Por Tamara Marrese Galán

Nuestra sociedad vive un clima donde viejas luchas toman cada vez más fuerza y ganan mayor espacio en la agenda social, política y cultural: se instaló el debate sobre cómo el machismo nos atraviesa diariamente, la resignificación del rol de la mujer y la reivindicación de la igualdad legal (junto con el respeto social) hacia las lesbianas, los gays, lxs bisexuales y lxs transexuales. En nuestro lenguaje cotidiano utilizamos diferentes palabras que, en menor o mayor medida, no contribuyen con las luchas mencionadas anteriormente. Una de ellas es la palabra puto.

Al buscar la palabra “puto” en Google podemos encontrar las siguientes definiciones:

“Puto: Persona que ejerce la prostitución”

“Puto: [Persona] que obra con malicia y doblez”

“Puto: Despreciable”

“Puto: Muy molesto o difícil”

“Puto: Muy mal, fatal”

“Puto: Estar en una situación complicada o muy apurada”.

Todas estas descripciones tienen una connotación negativa y en nuestro vocabulario habitual somos los responsables de su reproducción e internalización en la sociedad. Cuando se usa en las canciones de cancha es un insulto hacia el equipo contrincante; se le dice puto a aquél que tiene actitudes estereotipadas socialmente con “lo femenino”, ¿no pueden convivir en una persona rasgos de lo femenino y masculino, indiferentemente del género al que pertenezca?. O mismo, se dice puto, para referirse a alguien que es homosexual.

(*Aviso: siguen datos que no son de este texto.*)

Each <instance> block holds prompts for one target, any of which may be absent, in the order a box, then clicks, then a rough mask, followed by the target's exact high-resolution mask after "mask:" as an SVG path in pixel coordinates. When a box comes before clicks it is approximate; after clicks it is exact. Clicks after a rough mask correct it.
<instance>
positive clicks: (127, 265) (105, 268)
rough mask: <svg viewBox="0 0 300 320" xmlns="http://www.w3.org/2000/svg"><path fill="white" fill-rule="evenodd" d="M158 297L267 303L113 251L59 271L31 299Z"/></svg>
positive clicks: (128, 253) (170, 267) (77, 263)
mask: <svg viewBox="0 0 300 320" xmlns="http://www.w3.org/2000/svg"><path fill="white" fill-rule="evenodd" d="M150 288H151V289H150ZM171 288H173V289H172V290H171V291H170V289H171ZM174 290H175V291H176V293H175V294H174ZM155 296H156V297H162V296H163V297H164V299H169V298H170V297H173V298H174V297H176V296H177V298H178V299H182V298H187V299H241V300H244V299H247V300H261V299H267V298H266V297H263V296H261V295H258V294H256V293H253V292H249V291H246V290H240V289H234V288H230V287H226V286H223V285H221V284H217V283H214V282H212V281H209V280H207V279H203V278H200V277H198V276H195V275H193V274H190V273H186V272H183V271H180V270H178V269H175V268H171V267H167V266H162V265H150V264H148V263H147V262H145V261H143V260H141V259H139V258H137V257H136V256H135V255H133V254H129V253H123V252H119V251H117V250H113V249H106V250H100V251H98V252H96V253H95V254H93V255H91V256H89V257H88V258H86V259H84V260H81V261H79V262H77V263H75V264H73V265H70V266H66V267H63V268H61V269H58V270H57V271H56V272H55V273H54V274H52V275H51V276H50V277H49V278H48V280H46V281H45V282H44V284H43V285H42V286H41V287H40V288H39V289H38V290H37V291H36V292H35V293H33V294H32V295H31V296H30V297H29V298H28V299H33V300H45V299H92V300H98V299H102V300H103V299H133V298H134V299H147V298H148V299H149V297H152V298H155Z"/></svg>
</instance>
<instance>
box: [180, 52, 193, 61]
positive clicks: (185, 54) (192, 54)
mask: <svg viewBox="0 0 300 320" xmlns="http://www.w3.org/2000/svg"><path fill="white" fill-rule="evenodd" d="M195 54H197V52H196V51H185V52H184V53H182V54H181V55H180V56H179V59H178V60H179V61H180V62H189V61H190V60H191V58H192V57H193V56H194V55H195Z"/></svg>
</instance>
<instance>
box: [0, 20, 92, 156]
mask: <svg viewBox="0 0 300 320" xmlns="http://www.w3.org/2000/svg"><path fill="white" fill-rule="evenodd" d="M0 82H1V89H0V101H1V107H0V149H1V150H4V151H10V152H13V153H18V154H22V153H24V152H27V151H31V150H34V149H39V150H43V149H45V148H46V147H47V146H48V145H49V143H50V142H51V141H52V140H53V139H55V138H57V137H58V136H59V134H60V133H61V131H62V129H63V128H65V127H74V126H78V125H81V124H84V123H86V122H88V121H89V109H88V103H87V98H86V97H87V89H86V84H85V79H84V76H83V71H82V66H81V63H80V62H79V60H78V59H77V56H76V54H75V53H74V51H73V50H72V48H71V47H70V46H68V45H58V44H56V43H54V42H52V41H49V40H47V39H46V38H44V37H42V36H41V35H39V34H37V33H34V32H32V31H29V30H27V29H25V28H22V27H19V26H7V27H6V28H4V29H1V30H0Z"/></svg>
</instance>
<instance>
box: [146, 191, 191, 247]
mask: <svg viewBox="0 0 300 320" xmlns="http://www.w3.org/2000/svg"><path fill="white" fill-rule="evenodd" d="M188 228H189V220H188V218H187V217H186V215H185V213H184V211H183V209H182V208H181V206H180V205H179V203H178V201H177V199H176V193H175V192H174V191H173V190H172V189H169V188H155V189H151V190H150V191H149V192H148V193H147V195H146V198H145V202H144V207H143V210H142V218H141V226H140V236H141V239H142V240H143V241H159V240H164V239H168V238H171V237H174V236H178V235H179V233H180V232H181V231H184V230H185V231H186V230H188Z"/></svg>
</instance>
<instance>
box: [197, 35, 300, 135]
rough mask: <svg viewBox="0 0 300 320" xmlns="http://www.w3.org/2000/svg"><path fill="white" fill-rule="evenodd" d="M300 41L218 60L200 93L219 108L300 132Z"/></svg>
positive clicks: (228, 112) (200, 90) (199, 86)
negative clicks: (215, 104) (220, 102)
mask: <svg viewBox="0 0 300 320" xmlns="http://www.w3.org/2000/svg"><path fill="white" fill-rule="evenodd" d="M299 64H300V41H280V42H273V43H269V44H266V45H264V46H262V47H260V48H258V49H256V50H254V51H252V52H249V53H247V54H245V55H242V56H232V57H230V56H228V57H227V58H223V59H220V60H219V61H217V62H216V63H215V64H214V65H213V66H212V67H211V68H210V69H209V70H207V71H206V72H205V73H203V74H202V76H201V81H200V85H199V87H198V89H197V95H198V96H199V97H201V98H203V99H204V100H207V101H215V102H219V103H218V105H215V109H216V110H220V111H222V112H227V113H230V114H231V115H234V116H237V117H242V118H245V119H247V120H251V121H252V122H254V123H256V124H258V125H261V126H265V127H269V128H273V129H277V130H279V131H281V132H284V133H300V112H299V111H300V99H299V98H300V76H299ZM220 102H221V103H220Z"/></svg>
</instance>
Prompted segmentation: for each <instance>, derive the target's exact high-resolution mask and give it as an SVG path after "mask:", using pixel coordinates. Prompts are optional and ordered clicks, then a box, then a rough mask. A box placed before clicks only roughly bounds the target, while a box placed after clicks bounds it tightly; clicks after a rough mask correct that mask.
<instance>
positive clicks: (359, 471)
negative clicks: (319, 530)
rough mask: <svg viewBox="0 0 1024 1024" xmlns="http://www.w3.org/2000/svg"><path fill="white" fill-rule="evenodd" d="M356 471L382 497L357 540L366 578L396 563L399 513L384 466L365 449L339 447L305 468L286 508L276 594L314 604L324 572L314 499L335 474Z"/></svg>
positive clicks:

Es muy probable, al momento de emitirla, que no tengamos en cuenta que puede estar escuchando alguien que es homosexual (y que este, tal vez, no lo sepa, o por la sociedad homofóbica en la que vivimos, no lo dice).

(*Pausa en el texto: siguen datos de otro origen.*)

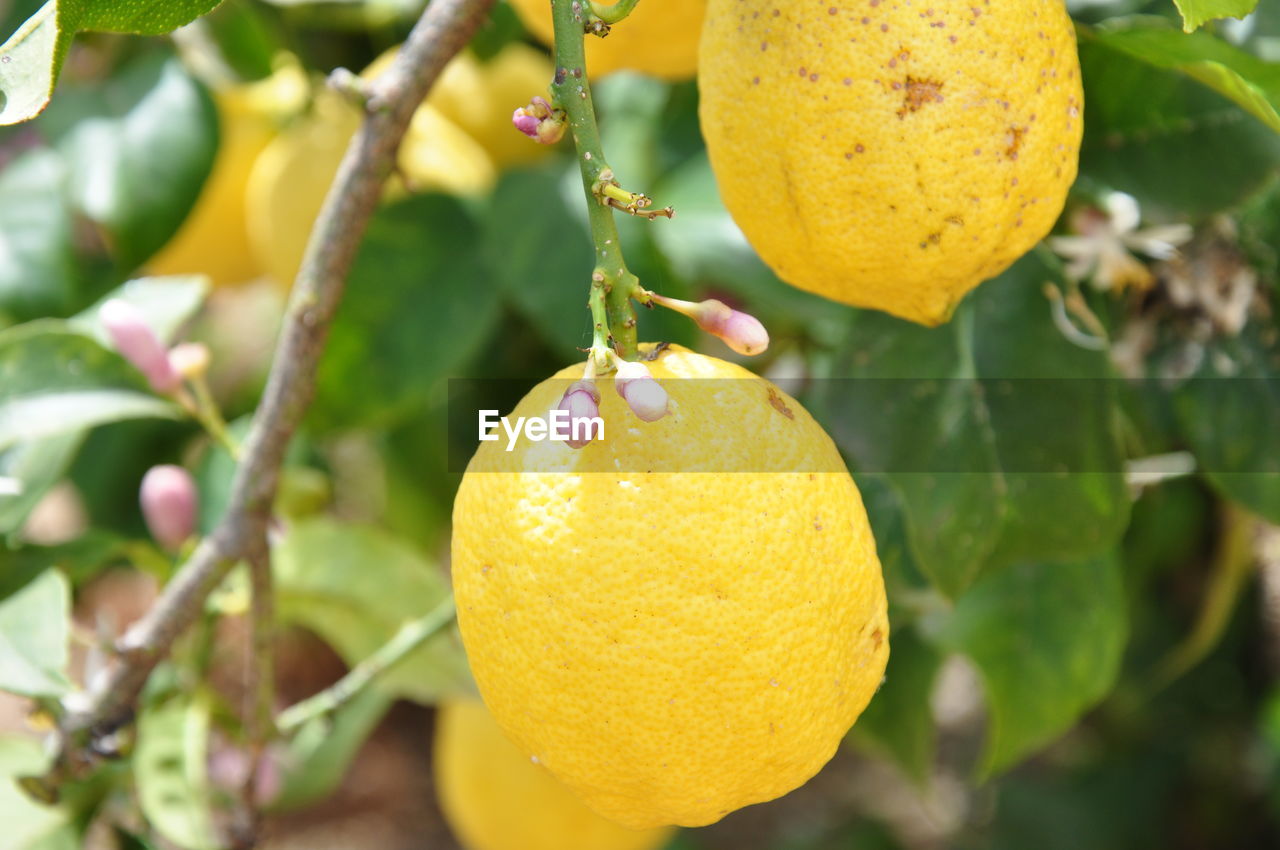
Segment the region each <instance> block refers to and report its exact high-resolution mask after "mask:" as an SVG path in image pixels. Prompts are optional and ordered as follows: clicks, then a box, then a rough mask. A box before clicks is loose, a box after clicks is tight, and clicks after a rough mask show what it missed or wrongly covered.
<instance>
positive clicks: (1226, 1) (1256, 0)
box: [1174, 0, 1258, 32]
mask: <svg viewBox="0 0 1280 850" xmlns="http://www.w3.org/2000/svg"><path fill="white" fill-rule="evenodd" d="M1174 3H1175V4H1176V5H1178V12H1180V13H1181V15H1183V29H1184V31H1187V32H1192V31H1194V29H1197V28H1198V27H1202V26H1204V24H1206V23H1207V22H1210V20H1212V19H1215V18H1243V17H1245V15H1247V14H1249V13H1251V12H1253V9H1254V8H1256V6H1257V5H1258V0H1174Z"/></svg>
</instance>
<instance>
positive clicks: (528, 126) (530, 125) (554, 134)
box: [511, 97, 566, 145]
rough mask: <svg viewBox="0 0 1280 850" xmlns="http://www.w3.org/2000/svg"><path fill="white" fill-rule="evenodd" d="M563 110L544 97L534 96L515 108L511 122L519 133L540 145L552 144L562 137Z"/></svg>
mask: <svg viewBox="0 0 1280 850" xmlns="http://www.w3.org/2000/svg"><path fill="white" fill-rule="evenodd" d="M564 120H566V115H564V110H563V109H556V108H554V106H552V105H550V104H549V102H548V101H547V99H545V97H534V100H532V101H530V104H529V105H527V106H521V108H520V109H517V110H516V111H515V113H513V114H512V116H511V123H512V124H515V125H516V129H518V131H520V132H521V133H524V134H525V136H527V137H529V138H531V140H534V141H535V142H538V143H540V145H554V143H556V142H558V141H561V138H563V137H564Z"/></svg>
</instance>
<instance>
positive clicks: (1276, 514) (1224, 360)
mask: <svg viewBox="0 0 1280 850" xmlns="http://www.w3.org/2000/svg"><path fill="white" fill-rule="evenodd" d="M1274 337H1275V328H1274V326H1271V325H1268V324H1267V323H1261V321H1252V323H1251V324H1249V325H1247V326H1245V328H1244V330H1243V332H1242V333H1240V335H1238V337H1234V338H1219V339H1215V341H1213V342H1212V343H1211V344H1210V346H1208V349H1207V351H1206V352H1204V357H1203V361H1202V365H1201V369H1199V371H1198V373H1197V374H1196V376H1194V378H1193V379H1192V380H1189V381H1187V383H1184V384H1183V385H1181V387H1179V388H1178V389H1176V390H1175V393H1174V410H1175V411H1176V416H1178V424H1179V429H1180V431H1181V433H1183V435H1184V438H1185V439H1187V443H1188V445H1189V447H1190V449H1192V452H1193V453H1194V454H1196V460H1197V465H1198V467H1199V469H1201V470H1203V472H1204V476H1206V477H1207V479H1208V481H1210V484H1212V485H1213V488H1215V489H1217V490H1220V492H1221V493H1222V494H1224V495H1226V497H1228V498H1230V499H1234V501H1236V502H1239V503H1240V504H1243V506H1244V507H1247V508H1249V509H1251V511H1254V512H1257V513H1260V515H1262V516H1263V517H1266V518H1267V520H1270V521H1271V522H1280V344H1277V343H1276V342H1275V339H1274ZM1267 339H1270V341H1271V342H1270V343H1268V342H1267Z"/></svg>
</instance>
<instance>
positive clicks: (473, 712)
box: [434, 700, 675, 850]
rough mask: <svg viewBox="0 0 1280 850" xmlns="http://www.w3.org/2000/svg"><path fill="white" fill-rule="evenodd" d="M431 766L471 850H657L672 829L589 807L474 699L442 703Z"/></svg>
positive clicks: (441, 797) (438, 718)
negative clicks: (526, 751) (644, 825)
mask: <svg viewBox="0 0 1280 850" xmlns="http://www.w3.org/2000/svg"><path fill="white" fill-rule="evenodd" d="M434 763H435V783H436V789H438V794H439V798H440V808H442V809H443V810H444V817H445V819H447V821H448V822H449V826H451V827H452V828H453V832H454V835H456V836H457V838H458V841H460V842H461V844H462V845H463V846H465V847H467V850H653V849H654V847H660V846H662V845H664V844H666V842H667V840H668V838H669V837H671V835H672V833H673V832H675V831H673V830H669V828H654V830H627V828H626V827H622V826H618V824H617V823H613V822H612V821H607V819H605V818H603V817H600V815H599V814H596V813H595V812H593V810H591V809H589V808H588V806H586V804H585V803H582V801H581V800H579V799H577V798H576V796H573V794H572V792H571V791H570V790H568V789H567V787H564V786H563V785H561V783H559V782H558V781H557V780H556V778H554V777H553V776H552V774H550V773H548V772H547V771H545V768H543V767H540V766H538V764H534V763H532V762H531V760H530V759H529V758H527V757H526V755H525V754H524V753H521V751H520V750H518V749H517V748H516V745H515V744H512V742H511V741H508V740H507V736H506V735H503V734H502V730H500V728H498V723H495V722H494V719H493V717H490V716H489V710H488V709H486V708H485V707H484V704H483V703H480V702H477V700H467V702H456V703H447V704H444V705H440V708H439V712H438V713H436V718H435V757H434Z"/></svg>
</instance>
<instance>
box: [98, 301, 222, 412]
mask: <svg viewBox="0 0 1280 850" xmlns="http://www.w3.org/2000/svg"><path fill="white" fill-rule="evenodd" d="M97 317H99V320H100V321H101V323H102V328H104V329H106V334H108V337H110V338H111V344H113V346H115V349H116V351H118V352H120V356H122V357H124V358H125V360H128V361H129V362H131V364H133V365H134V366H136V367H137V369H138V371H141V373H142V374H143V375H146V379H147V383H148V384H150V385H151V389H154V390H155V392H157V393H161V394H164V396H170V394H173V393H175V392H177V390H178V388H179V387H182V380H183V379H184V378H197V376H200V375H202V374H204V373H205V370H206V369H209V348H206V347H205V346H204V344H201V343H182V344H179V346H174V348H173V349H172V351H169V349H166V348H165V347H164V343H161V342H160V338H159V337H156V333H155V330H152V329H151V325H148V324H147V320H146V316H143V315H142V311H140V310H138V309H137V307H134V306H133V305H131V303H129V302H128V301H122V300H119V298H111V300H110V301H108V302H106V303H104V305H102V306H101V307H99V310H97Z"/></svg>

¿Qué espacio le estamos dejando a esa persona para que lo diga libremente? ¿Y qué espacio se deja uno mismo a serlo si ser homosexual es negativo?.

Otro problema que tiene utilizar con sentido negativo ésta palabra es el posicionamiento propio que tenemos frente a la homosexualidad: nos proclamamos no homofóbicos o gays-friendly sin tomar más cartas en el asunto. Levantamos esa bandera porque es de progre hacerlo.

¿No deberíamos replantearnos, entonces, participar activamente de estas luchas desde el habla cotidiana?.

Subestimando el poder de la palabra dejamos de lado que el reproducir estos símbolos agudiza la discriminación por orientación sexual e identidad de género, lo que provoca “anular o perjudicar el reconocimiento, el goce o el ejercicio en pie de igualdad de derechos humanos y libertades fundamentales en los ámbitos económico, social y cultural o en cualquier otro ámbito de la vida”, se afirma en el manual “Diversidad sexual y derechos humanos” publicado por el INADI.

Entonces, si no nos planteamos estas preguntas, cuestionamos nuestras posiciones y dejamos de lado el “digo que pienso esto porque es lo que está “bien”” pasamos a tener una actitud hostil frente a la diversidad sexual produciendo, en definitiva, un estigma sobre las personas homosexuales y, además, reafirmamos la idea (aumentando su poder) de la heterosexualidad como la norma. En todos estos párrafos se puede leer como día a día, sin darnos cuenta e incluso hasta sin quererlo, ejercemos violencia verbal y, sobre todo, simbólica.